440. The mechanisms used by Parties for carrying out or evaluating risk assessment may vary. Whatever mechanism is used, it is important that the requirements of risk assessment are clearly defined and systematically carried out. The individuals charged with risk assessment will need to be well qualified in the area under review, be individuals of the highest integrity, and meet requirements for public disclosure of actual and potential conflicts of interest.94

441. Parties may vary as to their approach to recovering the costs of the risk assessment procedures that are to be carried out under Article 15. In some cases, no charge may be made for the regulatory processes. However many countries may require fees from the applicant to cover either part or all of the costs of risk assessment (insofar as such costs can be determined).

442. This provision enables a Party of import, if it so wishes, to recover from the notifier the cost of risk assessment of the proposed transboundary movement.
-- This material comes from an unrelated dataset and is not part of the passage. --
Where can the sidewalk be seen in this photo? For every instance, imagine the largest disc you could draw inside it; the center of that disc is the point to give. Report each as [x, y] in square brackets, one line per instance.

91 For example, Statements of Principles concerning the Role of Science in the Codex Decision-Making Process and the Extent to which Other Factors are Taken into Account, Procedural Manual of the Codex Alimentarius Commission (12th edition, 2001), p. 165. Article 2(2) of the WTO SPS Agreement provides that any sanitary or phytosanitary measure must be “based on scientific principles”, and the Agreement contains further references to “scientific justification” (Article 3(3)) and “scientific evidence” (Article 2(2) and Article 5(2)).
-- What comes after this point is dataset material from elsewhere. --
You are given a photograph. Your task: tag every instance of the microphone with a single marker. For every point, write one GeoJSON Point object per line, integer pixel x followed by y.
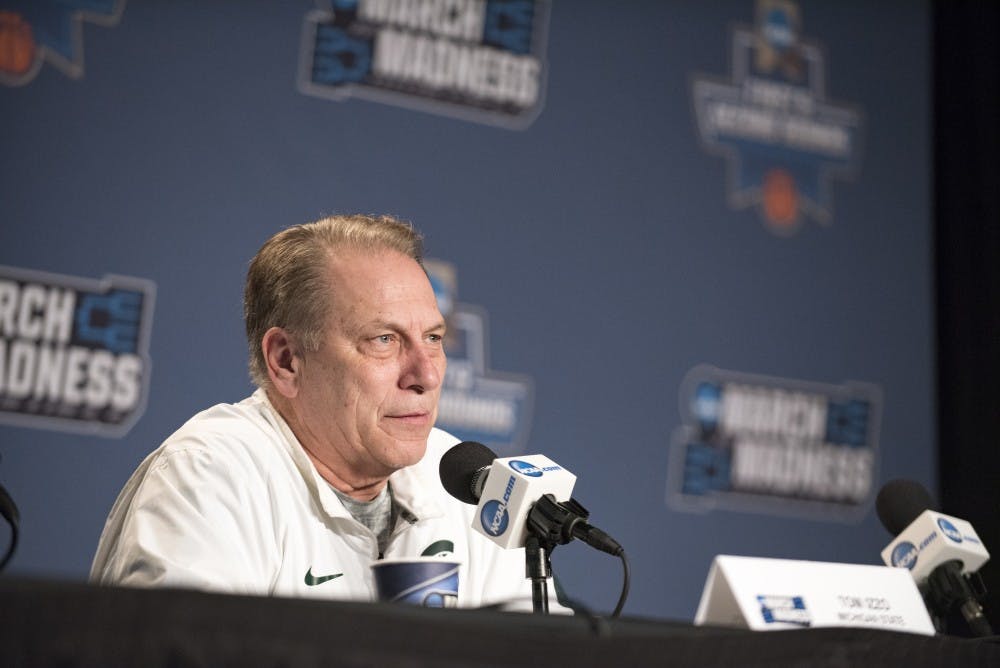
{"type": "Point", "coordinates": [519, 495]}
{"type": "Point", "coordinates": [941, 552]}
92 See e.g. “Draft Principles for the Risk Analysis of Foods Derived from Modern Biotechnology”, Report of the Third Meeting of the Codex Ad Hoc Intergovernmental Task Force on Foods derived from Biotechnology, Appendix II, ALINORM 03/34; A Canadian Perspective on the Precautionary Approach/Principle: Discussion Document, September 2001, pp. 14–15, available at Health Canada online: http://www.hc-sc.gc.ca/english/protection/precaution.html

93 See, for example Report to the Working Group on Regulatory Oversight in Biotechnology (to the G8 Heads of State and Government), May 2002, OECD Reference No. C(2000)86/ADD1.